First, install the Phoenix client library:
npm install @arizeai/phoenix-client
Let's start by creating a simple prompt in Phoenix using the TypeScript client:
import { createClient } from "@arizeai/phoenix-client";
import { createPrompt, promptVersion } from "@arizeai/phoenix-client/prompts";
// Create a Phoenix client
// (optional, the createPrompt function will create one if not provided)
const client = createClient({
options: {
baseUrl: "http://localhost:6006", // Change to your Phoenix server URL
// If your Phoenix instance requires authentication:
// headers: {
// Authorization: "bearer YOUR_API_KEY",
// }
}
});
// Define a simple summarization prompt
const summarizationPrompt = await createPrompt({
client,
name: "article-summarizer",
description: "Summarizes an article into concise bullet points",
version: promptVersion({
description: "Initial version",
templateFormat: "MUSTACHE",
modelProvider: "OPENAI", // Could also be ANTHROPIC, GEMINI, etc.
modelName: "gpt-3.5-turbo",
template: [
{
role: "system",
content: "You are an expert summarizer. Create clear, concise bullet points highlighting the key information."
},
{
role: "user",
content: "Please summarize the following {{topic}} article:\n\n{{article}}"
}
],
})
});
console.dir(summarizationPrompt);
You can retrieve prompts by name, ID, version, or tag:
import { getPrompt } from "@arizeai/phoenix-client/prompts";
// Get by name (latest version)
const latestPrompt = await getPrompt({
prompt: {
name: "article-summarizer",
}
});
// Get by specific version ID
const specificVersionPrompt = await getPrompt({
prompt: {
versionId: "abcd1234",
},
});
// Get by tag (e.g., "production", "staging", "development")

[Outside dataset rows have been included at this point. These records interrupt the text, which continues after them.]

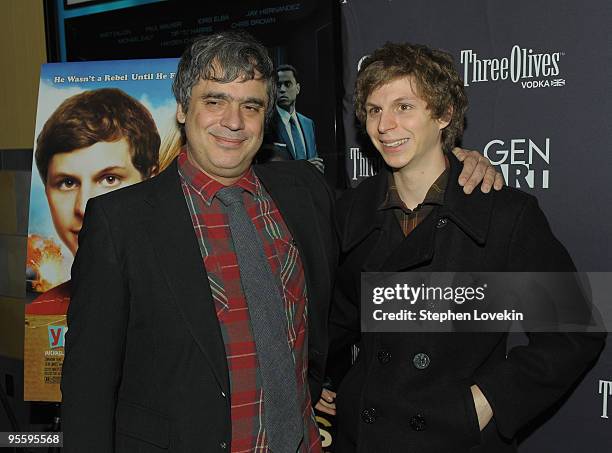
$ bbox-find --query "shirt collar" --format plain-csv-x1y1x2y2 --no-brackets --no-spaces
276,105,297,124
378,155,450,213
178,146,262,206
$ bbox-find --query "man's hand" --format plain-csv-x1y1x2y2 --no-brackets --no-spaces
308,157,325,173
315,389,336,415
470,385,493,431
453,148,504,194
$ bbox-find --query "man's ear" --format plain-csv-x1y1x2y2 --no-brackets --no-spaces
176,104,185,124
438,107,453,130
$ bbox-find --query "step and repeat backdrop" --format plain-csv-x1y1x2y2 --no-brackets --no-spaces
340,0,612,453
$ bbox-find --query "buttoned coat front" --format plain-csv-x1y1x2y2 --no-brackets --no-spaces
328,158,604,453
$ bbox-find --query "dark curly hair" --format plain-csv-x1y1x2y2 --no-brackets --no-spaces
355,42,467,152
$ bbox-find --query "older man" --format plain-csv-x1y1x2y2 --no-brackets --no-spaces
62,32,502,453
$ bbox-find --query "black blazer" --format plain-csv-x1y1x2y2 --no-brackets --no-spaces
328,158,605,453
61,161,337,453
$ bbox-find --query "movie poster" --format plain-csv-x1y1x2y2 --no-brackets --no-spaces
24,59,181,402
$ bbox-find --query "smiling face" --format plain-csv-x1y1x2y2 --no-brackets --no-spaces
45,139,143,254
366,77,448,170
176,78,268,185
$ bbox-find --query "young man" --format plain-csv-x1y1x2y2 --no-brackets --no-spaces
62,32,502,453
26,88,160,314
319,43,603,453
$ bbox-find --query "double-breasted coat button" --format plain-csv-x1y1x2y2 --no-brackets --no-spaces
436,217,448,228
412,352,431,370
378,349,391,365
361,407,376,425
408,414,427,431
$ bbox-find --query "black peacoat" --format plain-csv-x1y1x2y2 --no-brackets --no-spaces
328,158,605,453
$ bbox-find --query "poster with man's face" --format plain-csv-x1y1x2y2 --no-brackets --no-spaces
24,59,181,401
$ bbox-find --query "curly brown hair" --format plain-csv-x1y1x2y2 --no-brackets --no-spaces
34,88,160,184
355,42,467,152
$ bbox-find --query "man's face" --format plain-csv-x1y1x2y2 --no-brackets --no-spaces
45,139,143,254
176,74,268,185
276,71,300,112
366,77,448,170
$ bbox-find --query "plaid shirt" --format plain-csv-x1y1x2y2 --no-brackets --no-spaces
178,150,321,453
378,156,449,236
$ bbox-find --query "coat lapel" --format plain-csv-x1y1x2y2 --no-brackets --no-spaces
254,164,329,310
276,116,295,159
146,160,229,393
296,112,316,159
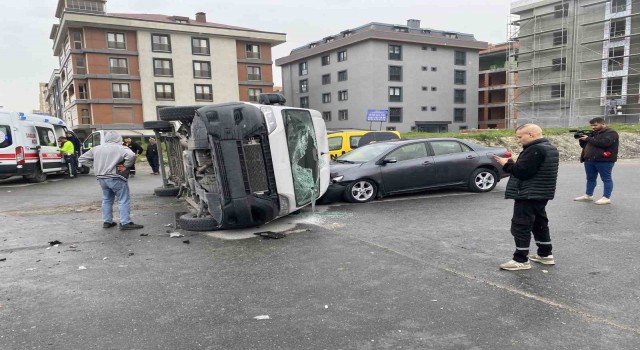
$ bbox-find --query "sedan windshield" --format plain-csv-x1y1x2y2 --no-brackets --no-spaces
336,142,395,163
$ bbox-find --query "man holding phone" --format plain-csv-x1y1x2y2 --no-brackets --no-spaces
493,124,560,271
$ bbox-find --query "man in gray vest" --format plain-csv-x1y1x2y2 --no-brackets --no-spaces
494,124,560,271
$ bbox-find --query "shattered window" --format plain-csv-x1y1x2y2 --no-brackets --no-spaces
282,109,320,206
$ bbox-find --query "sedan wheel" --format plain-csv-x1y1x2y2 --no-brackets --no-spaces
469,168,498,192
345,180,378,203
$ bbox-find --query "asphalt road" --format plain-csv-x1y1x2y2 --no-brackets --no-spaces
0,160,640,350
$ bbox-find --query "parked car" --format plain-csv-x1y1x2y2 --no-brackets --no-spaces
144,102,329,231
323,138,508,203
328,130,400,159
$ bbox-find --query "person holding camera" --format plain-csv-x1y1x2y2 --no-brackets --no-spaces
574,117,620,205
493,124,560,271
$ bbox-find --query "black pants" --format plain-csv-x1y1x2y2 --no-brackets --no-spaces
147,156,160,173
511,199,552,262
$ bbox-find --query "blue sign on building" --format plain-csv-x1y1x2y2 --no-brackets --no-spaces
367,109,389,122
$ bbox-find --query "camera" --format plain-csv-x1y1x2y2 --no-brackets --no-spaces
569,129,593,140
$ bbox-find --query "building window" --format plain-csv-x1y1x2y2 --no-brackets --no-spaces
551,84,564,98
611,0,627,13
338,51,347,62
298,61,309,75
73,32,82,50
453,89,467,103
111,83,131,98
453,108,467,123
299,79,309,93
389,107,402,123
80,109,91,124
553,29,567,46
389,45,402,61
300,96,309,108
608,46,624,71
153,58,173,77
76,57,87,74
389,86,402,102
151,34,171,52
553,4,569,18
193,61,211,78
338,70,348,81
195,85,213,102
389,66,402,81
246,44,260,58
107,33,127,50
608,78,622,99
454,51,467,66
156,83,174,100
453,70,467,85
551,57,567,72
249,88,262,102
191,38,210,55
78,83,89,100
109,58,129,74
247,66,262,80
609,19,627,38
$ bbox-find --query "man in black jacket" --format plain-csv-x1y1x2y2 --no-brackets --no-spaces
574,117,620,205
494,124,560,271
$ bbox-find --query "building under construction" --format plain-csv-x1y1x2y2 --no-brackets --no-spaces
509,0,640,127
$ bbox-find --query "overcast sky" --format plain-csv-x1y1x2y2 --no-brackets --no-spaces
0,0,510,111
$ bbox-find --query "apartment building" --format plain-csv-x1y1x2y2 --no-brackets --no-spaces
276,20,487,132
48,0,285,133
478,43,518,129
510,0,640,126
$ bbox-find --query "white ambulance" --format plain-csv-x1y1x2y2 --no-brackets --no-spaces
0,109,67,182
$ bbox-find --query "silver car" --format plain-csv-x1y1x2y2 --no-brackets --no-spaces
323,138,509,203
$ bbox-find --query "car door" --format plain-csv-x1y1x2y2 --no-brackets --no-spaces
380,142,436,193
35,123,64,173
429,140,478,185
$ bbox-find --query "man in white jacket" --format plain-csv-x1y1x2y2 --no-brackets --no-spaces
78,130,144,230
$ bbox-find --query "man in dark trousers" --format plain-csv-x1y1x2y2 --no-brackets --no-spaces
494,124,560,271
574,117,620,205
146,137,160,175
124,137,144,177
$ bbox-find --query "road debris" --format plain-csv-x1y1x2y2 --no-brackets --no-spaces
254,231,287,239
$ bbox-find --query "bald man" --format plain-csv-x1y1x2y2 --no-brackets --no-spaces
494,124,560,271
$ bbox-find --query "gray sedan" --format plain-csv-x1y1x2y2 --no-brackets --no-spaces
324,138,510,203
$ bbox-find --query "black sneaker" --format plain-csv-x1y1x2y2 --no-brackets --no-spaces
120,222,144,231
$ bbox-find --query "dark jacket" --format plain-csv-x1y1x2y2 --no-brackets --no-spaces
503,139,560,200
146,143,158,159
580,128,620,163
127,141,144,155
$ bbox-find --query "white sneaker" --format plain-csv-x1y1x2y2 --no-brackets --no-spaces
593,197,611,205
573,194,593,202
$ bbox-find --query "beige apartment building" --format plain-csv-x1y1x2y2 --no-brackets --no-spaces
47,0,285,130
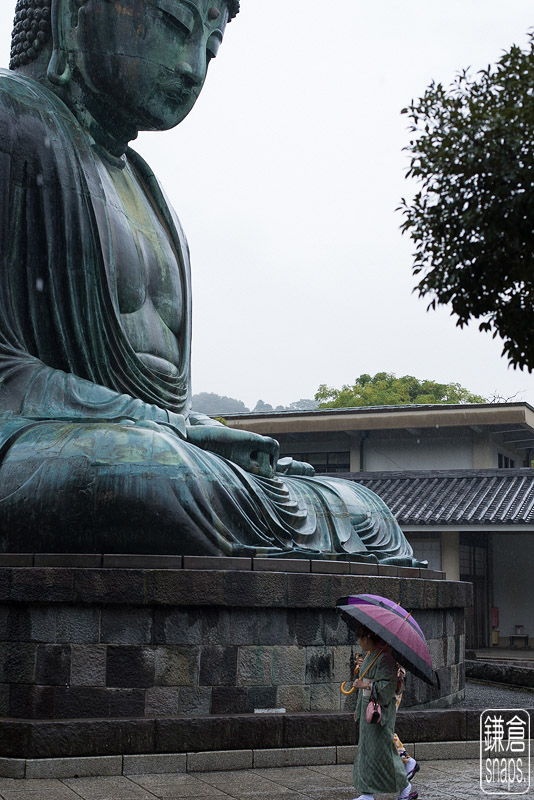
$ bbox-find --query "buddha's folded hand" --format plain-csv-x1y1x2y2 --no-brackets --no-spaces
187,425,280,478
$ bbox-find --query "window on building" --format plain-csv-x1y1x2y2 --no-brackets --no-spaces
410,537,441,571
284,450,350,472
497,453,515,469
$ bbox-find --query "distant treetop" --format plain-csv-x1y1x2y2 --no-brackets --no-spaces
401,33,534,372
315,372,487,408
191,392,249,415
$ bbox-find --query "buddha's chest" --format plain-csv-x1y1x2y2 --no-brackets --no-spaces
100,158,183,335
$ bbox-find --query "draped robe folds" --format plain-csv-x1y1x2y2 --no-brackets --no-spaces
0,71,418,564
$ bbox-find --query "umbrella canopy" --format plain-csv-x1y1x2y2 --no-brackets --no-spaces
336,594,436,686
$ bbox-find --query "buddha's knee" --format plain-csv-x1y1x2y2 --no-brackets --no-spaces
0,422,209,552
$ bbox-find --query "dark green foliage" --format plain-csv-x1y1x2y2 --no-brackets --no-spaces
315,372,486,408
401,34,534,372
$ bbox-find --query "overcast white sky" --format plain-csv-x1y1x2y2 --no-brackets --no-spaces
0,0,534,407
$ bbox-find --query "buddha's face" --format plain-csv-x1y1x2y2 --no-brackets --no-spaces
73,0,228,131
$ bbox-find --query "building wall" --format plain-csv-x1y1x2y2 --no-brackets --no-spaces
365,434,473,472
492,533,534,638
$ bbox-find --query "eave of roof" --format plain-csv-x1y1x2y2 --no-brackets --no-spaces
224,402,534,435
338,468,534,528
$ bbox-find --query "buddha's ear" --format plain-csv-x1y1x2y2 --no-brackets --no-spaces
47,0,86,86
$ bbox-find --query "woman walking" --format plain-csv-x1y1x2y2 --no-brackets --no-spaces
353,625,417,800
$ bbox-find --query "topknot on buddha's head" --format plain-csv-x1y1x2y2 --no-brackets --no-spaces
9,0,52,69
9,0,239,69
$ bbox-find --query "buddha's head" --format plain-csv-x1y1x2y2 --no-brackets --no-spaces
10,0,239,138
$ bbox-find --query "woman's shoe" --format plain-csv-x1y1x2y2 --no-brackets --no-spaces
406,758,421,781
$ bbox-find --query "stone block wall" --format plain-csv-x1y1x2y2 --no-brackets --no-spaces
0,559,470,720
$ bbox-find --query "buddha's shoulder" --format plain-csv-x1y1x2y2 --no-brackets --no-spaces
0,69,48,106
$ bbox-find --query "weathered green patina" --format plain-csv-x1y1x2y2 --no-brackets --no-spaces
0,0,428,564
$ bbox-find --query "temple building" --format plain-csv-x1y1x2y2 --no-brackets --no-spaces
225,402,534,648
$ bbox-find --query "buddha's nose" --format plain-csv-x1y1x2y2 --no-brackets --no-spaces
176,58,206,89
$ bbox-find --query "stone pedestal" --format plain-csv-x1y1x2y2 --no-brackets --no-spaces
0,555,471,758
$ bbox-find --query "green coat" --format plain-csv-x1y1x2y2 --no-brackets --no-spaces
354,650,408,794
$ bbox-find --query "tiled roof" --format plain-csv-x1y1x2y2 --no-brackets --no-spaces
336,469,534,526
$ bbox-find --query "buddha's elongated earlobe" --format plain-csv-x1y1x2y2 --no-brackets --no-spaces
46,0,71,86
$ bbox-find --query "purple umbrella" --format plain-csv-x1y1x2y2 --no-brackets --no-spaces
336,594,436,685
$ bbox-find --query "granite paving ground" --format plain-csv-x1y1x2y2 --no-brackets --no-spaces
0,760,534,800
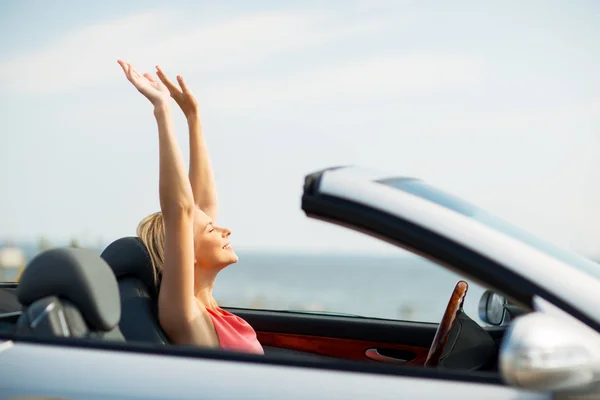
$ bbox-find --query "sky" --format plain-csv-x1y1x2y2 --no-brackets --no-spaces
0,0,600,255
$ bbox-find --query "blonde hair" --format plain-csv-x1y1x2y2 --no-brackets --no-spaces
137,211,165,284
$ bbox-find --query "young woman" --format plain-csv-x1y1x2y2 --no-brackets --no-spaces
119,60,263,354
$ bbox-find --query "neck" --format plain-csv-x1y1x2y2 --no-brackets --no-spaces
194,268,218,310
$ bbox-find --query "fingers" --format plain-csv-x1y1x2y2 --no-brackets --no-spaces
177,75,190,94
144,72,156,83
156,65,181,96
117,60,131,79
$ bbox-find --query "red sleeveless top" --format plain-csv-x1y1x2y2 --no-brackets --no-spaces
206,308,265,354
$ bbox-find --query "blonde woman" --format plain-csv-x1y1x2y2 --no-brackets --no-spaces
119,60,263,354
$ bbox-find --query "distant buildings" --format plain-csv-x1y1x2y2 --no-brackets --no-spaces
0,245,27,281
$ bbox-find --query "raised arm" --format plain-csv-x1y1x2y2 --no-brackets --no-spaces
119,60,198,342
156,67,219,221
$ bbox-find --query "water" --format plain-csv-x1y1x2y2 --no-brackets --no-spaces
214,253,485,322
3,246,484,323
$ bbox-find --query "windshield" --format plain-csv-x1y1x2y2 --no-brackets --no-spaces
378,178,600,279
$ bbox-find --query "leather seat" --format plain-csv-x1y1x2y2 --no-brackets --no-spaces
16,248,124,341
101,236,170,344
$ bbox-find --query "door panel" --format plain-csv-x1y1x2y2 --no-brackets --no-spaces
257,332,429,365
227,308,505,365
228,308,437,365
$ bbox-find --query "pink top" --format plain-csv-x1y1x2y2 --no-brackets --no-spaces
206,308,265,354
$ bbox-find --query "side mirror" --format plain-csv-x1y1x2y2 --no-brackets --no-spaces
499,312,600,392
479,290,506,326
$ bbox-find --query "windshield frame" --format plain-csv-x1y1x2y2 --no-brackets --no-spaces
375,177,600,280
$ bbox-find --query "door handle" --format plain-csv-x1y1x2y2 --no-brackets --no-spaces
365,348,408,364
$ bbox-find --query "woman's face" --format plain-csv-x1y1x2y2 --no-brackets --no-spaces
194,207,238,269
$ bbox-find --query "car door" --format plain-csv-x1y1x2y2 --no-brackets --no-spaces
214,221,504,366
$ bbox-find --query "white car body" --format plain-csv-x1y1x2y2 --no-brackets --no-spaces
0,167,600,400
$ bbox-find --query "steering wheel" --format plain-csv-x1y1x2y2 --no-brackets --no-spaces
425,281,469,367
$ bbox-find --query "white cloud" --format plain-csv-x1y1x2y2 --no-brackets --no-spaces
0,10,400,94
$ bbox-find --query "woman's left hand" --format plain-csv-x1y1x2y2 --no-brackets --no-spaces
118,60,169,107
156,66,198,119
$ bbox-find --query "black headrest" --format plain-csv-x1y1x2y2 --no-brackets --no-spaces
17,247,121,331
100,236,156,292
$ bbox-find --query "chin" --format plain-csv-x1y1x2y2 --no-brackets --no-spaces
220,250,239,269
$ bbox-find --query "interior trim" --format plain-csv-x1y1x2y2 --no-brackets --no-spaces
302,189,600,331
256,332,429,365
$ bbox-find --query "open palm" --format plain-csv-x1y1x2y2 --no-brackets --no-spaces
156,65,198,118
118,60,170,105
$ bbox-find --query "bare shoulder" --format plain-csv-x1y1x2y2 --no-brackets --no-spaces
164,299,219,347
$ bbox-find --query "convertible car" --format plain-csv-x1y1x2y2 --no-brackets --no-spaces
0,166,600,400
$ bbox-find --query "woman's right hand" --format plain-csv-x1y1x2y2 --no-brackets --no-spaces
156,65,198,120
118,60,171,107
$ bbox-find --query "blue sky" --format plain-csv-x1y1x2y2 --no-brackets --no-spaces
0,0,600,254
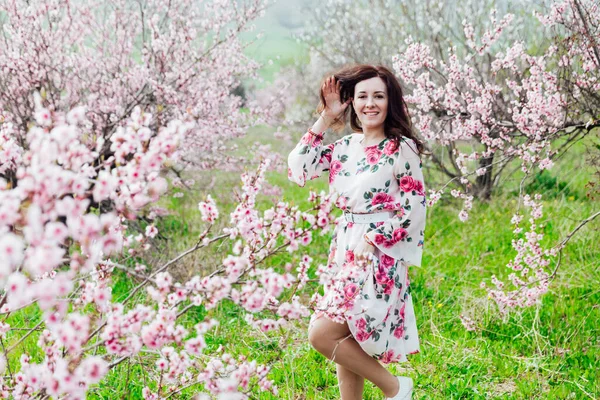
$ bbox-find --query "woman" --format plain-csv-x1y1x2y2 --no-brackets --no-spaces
288,65,426,400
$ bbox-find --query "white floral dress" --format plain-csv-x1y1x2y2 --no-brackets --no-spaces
288,132,426,364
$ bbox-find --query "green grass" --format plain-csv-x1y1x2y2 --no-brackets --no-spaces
89,130,600,399
4,129,600,400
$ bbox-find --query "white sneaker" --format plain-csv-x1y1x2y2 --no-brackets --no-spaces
386,376,413,400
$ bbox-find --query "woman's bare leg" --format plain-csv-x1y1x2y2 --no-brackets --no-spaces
335,364,365,400
308,317,399,400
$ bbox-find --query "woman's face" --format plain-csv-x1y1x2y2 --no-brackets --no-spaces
352,76,388,129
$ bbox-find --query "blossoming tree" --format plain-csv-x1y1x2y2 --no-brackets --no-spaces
0,0,333,399
284,0,600,318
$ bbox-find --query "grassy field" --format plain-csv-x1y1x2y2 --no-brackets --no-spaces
4,129,600,399
82,126,600,399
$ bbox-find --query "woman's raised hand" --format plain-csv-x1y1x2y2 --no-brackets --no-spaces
321,75,352,120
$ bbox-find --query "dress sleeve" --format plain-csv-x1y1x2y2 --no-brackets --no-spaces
288,132,335,186
365,139,427,267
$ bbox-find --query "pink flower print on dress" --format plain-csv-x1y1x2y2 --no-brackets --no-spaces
415,180,425,196
329,160,342,175
392,228,408,243
371,192,394,206
335,196,348,210
383,140,398,157
379,254,396,272
346,250,354,263
354,330,371,343
344,283,358,299
394,323,404,339
400,175,417,193
375,234,394,248
381,350,395,364
356,318,367,331
329,160,342,184
375,270,390,285
367,146,382,165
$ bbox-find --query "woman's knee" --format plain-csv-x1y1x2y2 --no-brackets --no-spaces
308,320,329,354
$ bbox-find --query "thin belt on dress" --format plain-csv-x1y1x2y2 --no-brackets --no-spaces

const productionPrompt = await getPrompt({
prompt: {
name: "article-summarizer",
tag: "production",
}
});
Phoenix makes it easy to use your prompts with various SDKs, no proprietary SDK necessary! Here's how to use a prompt with OpenAI:
import { getPrompt, toSDK } from "@arizeai/phoenix-client/prompts";
import OpenAI from "openai";
// Initialize your OpenAI client
const openai = new OpenAI({
apiKey: process.env.OPENAI_API_KEY,
});
// Get your prompt
const prompt = await getPrompt({
prompt: {
name: "article-summarizer",
},
});
// Make sure the prompt was properly fetched
if (!prompt) {
throw new Error("Prompt not found");
}
// Transform the prompt to OpenAI format with variable values
const openaiParameters = toSDK({
sdk: "openai",
prompt,
variables: {
topic: "technology",
article:
"Artificial intelligence has seen rapid advancement in recent years. Large language models like GPT-4 can now generate human-like text, code, and even create images from descriptions. This technology is being integrated into many industries, from healthcare to finance, transforming how businesses operate and people work.",
},
});
// Make sure the prompt was successfully converted to parameters
if (!openaiParameters) {
throw new Error("OpenAI parameters not found");
}
// Use the transformed parameters with OpenAI
const response = await openai.chat.completions.create({
...openaiParameters,
// You can override any parameters here
model: "gpt-4o-mini", // Override the model if needed
stream: false,
});
console.log("Summary:", response.choices[0].message.content);
The Phoenix client natively supports passing your prompts to OpenAI, Anthropic, and the Vercel AI SDK.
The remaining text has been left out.